Walkaway, by Cory Doctorow

Cory Doctorow has a brilliant and insightful view of the future.  His new novel Walkaway echos some of the themes from his prior novels--maker culture, wide-spread net technology and accompanying surveillance, growing disparities between cultural strata--while creating a future history that might be believable.

In this near-future North America, many people have chosen to become walkaways, turning their backs on default society, living in open and deserted land, creating communal living communities.  It's a culture of abundance, where needs can be met by manufacturing plants and 3D printers fed by scavenged raw materials.  The economy of the walkaways relies on gifts, plenty, and voluntary participation.
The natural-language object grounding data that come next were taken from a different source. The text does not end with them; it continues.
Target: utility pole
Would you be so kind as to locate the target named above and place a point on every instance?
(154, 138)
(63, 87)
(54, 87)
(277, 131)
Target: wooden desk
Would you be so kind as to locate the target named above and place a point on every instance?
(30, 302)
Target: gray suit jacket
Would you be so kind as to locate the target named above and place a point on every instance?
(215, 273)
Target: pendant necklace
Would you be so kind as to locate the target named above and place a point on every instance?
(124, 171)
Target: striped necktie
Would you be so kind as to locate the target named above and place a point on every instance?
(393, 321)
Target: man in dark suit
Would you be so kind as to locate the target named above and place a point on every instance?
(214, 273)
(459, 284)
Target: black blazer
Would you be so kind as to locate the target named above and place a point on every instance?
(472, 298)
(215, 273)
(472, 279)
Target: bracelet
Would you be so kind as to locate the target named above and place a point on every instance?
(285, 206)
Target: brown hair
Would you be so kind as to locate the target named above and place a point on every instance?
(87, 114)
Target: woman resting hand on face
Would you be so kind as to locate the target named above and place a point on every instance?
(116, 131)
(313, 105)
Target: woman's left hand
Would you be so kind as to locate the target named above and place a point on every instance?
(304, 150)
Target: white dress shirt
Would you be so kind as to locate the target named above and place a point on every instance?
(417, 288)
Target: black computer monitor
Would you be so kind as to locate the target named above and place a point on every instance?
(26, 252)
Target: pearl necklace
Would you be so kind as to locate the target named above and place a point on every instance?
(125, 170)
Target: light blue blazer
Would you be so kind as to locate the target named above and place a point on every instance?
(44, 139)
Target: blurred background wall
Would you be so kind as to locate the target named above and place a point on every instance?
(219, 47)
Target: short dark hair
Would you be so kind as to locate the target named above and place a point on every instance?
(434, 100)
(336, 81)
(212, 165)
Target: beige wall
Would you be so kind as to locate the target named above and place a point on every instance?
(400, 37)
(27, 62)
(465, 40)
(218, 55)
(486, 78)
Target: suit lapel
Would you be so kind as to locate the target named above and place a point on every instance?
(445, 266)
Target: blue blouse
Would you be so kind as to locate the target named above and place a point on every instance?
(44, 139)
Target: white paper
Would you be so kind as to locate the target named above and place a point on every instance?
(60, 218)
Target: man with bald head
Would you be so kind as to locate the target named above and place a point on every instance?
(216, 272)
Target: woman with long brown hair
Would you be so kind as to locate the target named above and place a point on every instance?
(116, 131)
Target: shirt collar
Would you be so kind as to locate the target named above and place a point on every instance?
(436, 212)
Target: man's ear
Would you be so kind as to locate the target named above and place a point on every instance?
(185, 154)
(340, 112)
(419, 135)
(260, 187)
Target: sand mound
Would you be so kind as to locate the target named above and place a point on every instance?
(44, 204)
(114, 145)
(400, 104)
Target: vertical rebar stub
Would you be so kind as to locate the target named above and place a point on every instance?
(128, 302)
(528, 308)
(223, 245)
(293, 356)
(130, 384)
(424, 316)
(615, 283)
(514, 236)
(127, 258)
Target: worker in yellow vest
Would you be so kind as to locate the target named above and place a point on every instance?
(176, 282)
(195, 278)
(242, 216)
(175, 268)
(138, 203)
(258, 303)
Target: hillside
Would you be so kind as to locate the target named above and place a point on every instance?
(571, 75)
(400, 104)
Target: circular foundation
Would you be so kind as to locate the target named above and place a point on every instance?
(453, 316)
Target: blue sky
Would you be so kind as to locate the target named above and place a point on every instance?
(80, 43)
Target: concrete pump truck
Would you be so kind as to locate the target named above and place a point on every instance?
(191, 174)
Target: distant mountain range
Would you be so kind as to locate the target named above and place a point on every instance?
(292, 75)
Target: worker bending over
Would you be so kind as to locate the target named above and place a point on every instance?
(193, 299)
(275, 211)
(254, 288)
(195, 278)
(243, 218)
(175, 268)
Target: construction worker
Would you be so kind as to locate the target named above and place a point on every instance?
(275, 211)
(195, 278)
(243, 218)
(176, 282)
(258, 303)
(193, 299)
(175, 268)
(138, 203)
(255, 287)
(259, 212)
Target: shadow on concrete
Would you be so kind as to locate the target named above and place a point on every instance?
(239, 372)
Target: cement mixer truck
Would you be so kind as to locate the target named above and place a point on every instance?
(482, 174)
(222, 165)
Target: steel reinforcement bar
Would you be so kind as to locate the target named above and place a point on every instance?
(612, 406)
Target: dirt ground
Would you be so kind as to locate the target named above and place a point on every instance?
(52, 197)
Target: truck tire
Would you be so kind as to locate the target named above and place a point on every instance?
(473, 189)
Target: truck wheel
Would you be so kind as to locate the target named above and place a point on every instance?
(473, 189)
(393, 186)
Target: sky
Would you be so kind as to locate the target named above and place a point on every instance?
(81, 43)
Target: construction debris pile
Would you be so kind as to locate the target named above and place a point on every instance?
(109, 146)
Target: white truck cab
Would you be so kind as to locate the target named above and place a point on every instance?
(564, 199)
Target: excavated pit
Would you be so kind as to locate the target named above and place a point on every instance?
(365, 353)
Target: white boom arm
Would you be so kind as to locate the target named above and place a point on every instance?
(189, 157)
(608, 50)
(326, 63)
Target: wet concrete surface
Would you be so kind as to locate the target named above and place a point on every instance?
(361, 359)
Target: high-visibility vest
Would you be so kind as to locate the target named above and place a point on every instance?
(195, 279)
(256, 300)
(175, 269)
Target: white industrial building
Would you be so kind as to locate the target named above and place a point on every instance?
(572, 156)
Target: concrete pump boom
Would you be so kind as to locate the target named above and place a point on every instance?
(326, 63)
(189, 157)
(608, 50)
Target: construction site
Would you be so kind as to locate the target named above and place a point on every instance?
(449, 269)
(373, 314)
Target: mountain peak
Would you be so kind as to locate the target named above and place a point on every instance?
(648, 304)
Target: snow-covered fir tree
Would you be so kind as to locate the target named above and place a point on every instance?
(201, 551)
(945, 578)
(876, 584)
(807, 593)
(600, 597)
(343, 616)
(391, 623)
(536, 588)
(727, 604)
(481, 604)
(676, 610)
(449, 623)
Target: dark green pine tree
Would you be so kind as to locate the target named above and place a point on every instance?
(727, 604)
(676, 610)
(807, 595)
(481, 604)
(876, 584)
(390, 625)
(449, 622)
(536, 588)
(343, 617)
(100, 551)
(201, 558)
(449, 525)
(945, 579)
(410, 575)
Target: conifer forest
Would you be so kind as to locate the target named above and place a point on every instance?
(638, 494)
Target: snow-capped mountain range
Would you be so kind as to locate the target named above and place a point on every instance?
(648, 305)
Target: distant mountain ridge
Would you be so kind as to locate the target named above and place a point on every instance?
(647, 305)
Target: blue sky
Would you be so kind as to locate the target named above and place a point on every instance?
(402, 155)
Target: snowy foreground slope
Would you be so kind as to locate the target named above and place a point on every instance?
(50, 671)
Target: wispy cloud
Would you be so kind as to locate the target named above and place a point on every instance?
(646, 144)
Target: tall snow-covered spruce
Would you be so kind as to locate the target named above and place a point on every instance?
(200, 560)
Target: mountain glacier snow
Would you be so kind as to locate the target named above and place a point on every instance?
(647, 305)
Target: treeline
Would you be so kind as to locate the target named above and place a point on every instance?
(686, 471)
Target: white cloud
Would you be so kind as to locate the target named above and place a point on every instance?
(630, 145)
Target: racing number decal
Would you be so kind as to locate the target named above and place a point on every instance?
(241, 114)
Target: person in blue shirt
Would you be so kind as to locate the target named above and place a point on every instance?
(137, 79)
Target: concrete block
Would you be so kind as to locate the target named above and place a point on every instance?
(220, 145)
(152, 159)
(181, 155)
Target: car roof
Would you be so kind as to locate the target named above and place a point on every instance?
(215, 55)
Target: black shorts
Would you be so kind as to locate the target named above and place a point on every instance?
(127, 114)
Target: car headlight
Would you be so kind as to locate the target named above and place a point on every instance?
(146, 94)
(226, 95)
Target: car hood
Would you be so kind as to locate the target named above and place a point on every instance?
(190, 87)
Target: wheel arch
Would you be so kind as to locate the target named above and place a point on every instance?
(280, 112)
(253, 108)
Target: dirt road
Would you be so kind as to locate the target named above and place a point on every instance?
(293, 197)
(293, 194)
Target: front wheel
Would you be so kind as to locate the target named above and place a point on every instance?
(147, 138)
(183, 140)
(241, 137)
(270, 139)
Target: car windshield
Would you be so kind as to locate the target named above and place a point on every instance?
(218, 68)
Doctorow makes some interesting economic and philosophical points about capitalism, meritocracy, and society.  When the daughter of a very wealthy family decides to walkaway and embraces the walkaway culture, the flip sides of society come into contact and inevitable conflict.  Their family squabble becomes emblematic of and central to a larger global conflict. 

With Doctorow's style and thoughtfulness, there was enough in Walkaway to keep me interested and reading.  But overall, I didn't love the story.  The motives and actions of the big war against the walkaways were not compelling to me.  The manufacturing tech was contrived.  The explicit sex scenes were gratuitous and did not add to the story.  The homosexual coupling and transgenderism seemed out of place, a blatant attempt to push a cultural agenda.

Walkaway is not Doctorow's worst book, but, unlike some of his other fiction, it's not one I think I'd like to read again.